При этом развитие технологий привело к тому, что очень многие вещи становится выгодно оставлять в режиме свободного доступа. Например, писатель Стивен Кинг сам выкладывал одну из своих книг в интернет — по одной главе — и предлагал читателям заплатить за нее столько, сколько они сами посчитают нужным. То же самое делают многие музыканты. По существу, это попытки формирования механизма координации, который позволил бы сохранять режим свободного доступа. Производство творческих продуктов связано с определенными типами взаимодействия людей, и поэтому здесь могут быть найдены решения, которые не предполагают возвращения в государственный режим или усиления частной собственности.

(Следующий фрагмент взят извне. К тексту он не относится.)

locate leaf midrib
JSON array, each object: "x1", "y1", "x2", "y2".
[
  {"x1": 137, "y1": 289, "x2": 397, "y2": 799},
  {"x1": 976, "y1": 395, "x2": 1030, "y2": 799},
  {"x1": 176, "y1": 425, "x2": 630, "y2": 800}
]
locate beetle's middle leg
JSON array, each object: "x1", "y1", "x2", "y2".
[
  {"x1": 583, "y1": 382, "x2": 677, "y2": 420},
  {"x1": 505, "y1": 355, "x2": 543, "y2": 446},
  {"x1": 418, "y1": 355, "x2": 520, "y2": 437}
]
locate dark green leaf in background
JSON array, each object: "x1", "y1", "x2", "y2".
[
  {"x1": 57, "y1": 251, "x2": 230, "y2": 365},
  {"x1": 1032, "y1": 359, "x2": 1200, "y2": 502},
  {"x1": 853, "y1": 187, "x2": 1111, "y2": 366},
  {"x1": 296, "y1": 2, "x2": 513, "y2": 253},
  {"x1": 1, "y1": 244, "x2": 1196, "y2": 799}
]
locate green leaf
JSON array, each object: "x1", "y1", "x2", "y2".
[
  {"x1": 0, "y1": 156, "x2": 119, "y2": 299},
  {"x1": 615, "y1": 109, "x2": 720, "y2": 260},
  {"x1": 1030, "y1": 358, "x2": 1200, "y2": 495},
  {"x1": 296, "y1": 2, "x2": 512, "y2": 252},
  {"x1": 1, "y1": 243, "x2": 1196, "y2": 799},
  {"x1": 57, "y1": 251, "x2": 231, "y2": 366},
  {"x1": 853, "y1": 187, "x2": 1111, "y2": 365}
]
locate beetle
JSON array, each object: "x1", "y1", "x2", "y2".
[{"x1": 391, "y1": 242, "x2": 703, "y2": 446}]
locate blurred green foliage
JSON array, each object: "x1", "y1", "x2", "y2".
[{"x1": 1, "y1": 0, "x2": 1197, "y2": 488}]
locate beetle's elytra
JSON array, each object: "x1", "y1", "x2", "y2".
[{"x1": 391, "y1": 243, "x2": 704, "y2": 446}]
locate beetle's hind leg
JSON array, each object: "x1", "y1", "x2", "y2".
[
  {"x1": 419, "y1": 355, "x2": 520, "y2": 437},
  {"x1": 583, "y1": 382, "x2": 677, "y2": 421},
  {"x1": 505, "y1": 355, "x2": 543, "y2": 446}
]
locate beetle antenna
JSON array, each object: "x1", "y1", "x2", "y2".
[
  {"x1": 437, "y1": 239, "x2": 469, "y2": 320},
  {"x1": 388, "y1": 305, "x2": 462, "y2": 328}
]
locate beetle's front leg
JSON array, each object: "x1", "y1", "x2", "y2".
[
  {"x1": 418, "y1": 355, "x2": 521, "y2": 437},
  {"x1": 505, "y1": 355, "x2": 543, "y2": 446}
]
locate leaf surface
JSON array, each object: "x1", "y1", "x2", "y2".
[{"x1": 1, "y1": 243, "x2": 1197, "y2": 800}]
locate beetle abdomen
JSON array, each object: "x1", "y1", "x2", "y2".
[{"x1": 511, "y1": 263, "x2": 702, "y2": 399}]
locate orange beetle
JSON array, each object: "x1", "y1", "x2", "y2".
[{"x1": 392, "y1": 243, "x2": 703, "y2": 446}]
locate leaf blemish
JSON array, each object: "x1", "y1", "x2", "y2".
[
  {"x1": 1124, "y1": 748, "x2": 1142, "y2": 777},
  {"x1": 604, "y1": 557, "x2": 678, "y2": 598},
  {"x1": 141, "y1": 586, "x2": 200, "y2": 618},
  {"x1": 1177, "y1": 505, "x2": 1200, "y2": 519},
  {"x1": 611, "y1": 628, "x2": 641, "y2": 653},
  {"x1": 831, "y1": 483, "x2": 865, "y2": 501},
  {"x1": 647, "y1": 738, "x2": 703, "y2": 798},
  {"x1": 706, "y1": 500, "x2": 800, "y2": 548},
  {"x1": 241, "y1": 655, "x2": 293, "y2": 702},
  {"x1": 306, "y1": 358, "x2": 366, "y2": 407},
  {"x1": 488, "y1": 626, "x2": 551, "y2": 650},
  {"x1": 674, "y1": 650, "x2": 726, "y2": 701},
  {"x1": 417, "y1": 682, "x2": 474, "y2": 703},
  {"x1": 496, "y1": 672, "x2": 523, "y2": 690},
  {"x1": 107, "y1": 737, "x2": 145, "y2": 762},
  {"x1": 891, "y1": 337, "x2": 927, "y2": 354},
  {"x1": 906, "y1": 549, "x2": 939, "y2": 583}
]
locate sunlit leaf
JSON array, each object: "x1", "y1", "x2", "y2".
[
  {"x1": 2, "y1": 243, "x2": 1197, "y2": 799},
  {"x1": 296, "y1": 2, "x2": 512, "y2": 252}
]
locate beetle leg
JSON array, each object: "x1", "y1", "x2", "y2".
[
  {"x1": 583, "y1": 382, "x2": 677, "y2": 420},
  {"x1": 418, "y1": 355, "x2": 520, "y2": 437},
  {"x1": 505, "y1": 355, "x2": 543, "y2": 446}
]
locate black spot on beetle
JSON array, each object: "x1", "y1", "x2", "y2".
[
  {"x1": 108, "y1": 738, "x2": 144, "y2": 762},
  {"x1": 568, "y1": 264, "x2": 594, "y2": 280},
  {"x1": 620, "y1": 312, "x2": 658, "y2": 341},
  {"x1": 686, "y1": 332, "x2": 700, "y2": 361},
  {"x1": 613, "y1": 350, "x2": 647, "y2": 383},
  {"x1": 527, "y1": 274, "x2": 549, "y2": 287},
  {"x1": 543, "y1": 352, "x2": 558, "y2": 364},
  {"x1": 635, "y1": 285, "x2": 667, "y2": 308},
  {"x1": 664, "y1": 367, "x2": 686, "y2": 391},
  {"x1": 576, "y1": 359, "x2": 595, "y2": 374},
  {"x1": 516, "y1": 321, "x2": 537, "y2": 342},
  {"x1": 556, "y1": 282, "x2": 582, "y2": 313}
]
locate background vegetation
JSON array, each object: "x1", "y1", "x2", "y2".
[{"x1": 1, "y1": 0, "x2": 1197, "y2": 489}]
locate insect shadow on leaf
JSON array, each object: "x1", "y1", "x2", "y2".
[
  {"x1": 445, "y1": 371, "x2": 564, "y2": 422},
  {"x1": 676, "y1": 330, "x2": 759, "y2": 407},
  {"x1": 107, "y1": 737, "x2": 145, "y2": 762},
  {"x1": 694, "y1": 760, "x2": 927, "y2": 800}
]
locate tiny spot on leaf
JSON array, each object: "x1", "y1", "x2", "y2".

И все же пока в большинстве случаев из режима свободного доступа необходим выход. Почему? Приведу такой пример. На территории МГУ растут одичавшие яблони. Формально это собственность Московского университета, фактически же они находятся в режиме свободного доступа. Все пороки этого режима и его вредоносность для активов проявляются здесь очень четко. Идет, как выражаются экономисты, рассеивание ренты, сверхиспользование ресурсов и подрыв воспроизводства. Что такое рассеивание ренты? Яблоки, конечно, рвут зелеными, им не дают дозреть: если ты не сорвешь сегодня, завтра уже ничего не будет. Почему идет сверхиспользование? Потому что никто не думает о том, как будут возобновляться запасы. И если для того, чтобы сорвать яблоко, нужно сломать ветку, ломается ветка. В итоге сверхиспользование и рассеивание ренты приводит к подрыву воспроизводства, и яблок с каждым годом становится меньше. При этом совершенно не факт, что не будет найден какой-либо выход в другой режим собственности. Например, появится человек, который скажет, что, согласно данным многолетних исследований, у абитуриента, который съел яблоко с Воробьевых гор, в два раза выше шансы поступления в университет. Этот человек организует торговлю яблоками, и на основе его идеи и дефицитности этих самых яблок актив фактически перейдет в режим частной собственности — если он выкупит или арендует сады у МГУ, направив доходы на защиту собственности, — табличка «Не рвать» вряд ли кого-нибудь остановит: тут нужна минимум колючая проволока под током, а это уже слишком высокие издержки, обычные яблоки того не стоят.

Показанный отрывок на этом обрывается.